Monday 5 August 2013
by Andrew Latimer
When we arrived at Akhamb Island we were a day late. As a result we worked on a Sunday and managed to see 90 patients. We couldn’t see everybody who came in the day light available so we decided to remain another day and send a message to outlying villages to come to Akhamb Island rather us go to them. This worked out well and we finished work at 1pm.
With the clinic running well I came back to the yacht and Martin, Dave and I pottered about doing jobs around the boat. Anne and Eric Simmons from the yacht refection head to shore in their dinghy so I hailed them over. They were heading off to pick a local diver, Nicki Tom. Tom and been very hospitable to me the day before and had invited me to go for a walk to see the whole village. As we walked he talked about global warming and other things of concern to his village. The village used to have a population of 500 but it is now around 250. Gradually villagers are moving across to the main land to live on higher ground. But Tom explained that living conditions were not as good on the main land because of heavy rain and mosquitoes.
Tom said the yachties who had just arrived were interested in under water wreaks and asked Tom if he know of any. Tom said there were 2 American plans in the area. They date back to 1942 and had run out of fuel and landed on the water and skimmed the planes right up to the beach. The airmen were able to step out of the planes and the villages took care of them until a rescue team arrived a day later. The rescue crew pushed the planes back into the water and sank them.
Tom free dives and l asked him what equipment he uses and lamented that he has none because “it all broken.” That gave me a thought. Before leaving Port Vila another yachtie had approached Rob and given him a bag of flippers and goggles to give to locals who had a need and who made their living in the water. I thought Tom would be just the person they had in mind. So the next day, that is this morning, I waved to Eric and when he brought the dinghy alongside I suggested he might like to bring Tom back to select something suitable from the bag. A short while later Tom came back with Eric and tried on half a dozen flippers and he selected a pair and took a pair of goggles. We couldn’t tell at the time if Tom liked the new kit but after the dive he came back specially to say it was wonderful. So thank you to the yachtie in Port Vila!
At lunch time I went ashore with a big lunch made by David and found the clinic had thinned down and we would most like be finished early.
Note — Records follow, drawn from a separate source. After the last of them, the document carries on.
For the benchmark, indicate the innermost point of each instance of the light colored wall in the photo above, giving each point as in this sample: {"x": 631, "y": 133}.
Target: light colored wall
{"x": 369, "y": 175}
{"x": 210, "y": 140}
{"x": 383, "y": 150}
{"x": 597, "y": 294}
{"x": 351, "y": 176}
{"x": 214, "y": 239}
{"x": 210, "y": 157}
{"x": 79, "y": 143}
Isabelle made a point of introducing me to a lovely young girl, Ocklyn Jack, who had been helping them all day. She spoke good English was able to translate for the patients with accuracy and compassion. She had finished school but couldn’t go further but wanted to do nursing. I spoke to the Pastor who had been our host and he said there might some options for Ocklyn and we hope something will come of it.
We packed up quickly and a group of young men helped carry everything to the water’s edge. By 2:30pm we were underway closely following the coast. There some sufficient wind to help us along and the seas were slight.
We arrived at Milipe at 4:30pm. Martin, Morinda and Helen and I went ashore to see if we were expected for a clinic on Tuesday. We were met by a group on the beach who lined up to shake hands. We explained our program and that we would be at Carolyn Bay tomorrow. They also said they would get a message to Malvakhal and Tomman.
While dinner was being cooked the medical team went through all the record cards and prepared the statistics and referral ists. They also sent a plea to Richard to see if several medications could be flown to Wintua.
We have just had a feast (as per the published menu) with the addition of lemon and lime delicious pudding! Bob Dylan is playing in the main saloon. Helen and Morinda are asleep in the forward cabin and everyone else are enjoying a cuppa.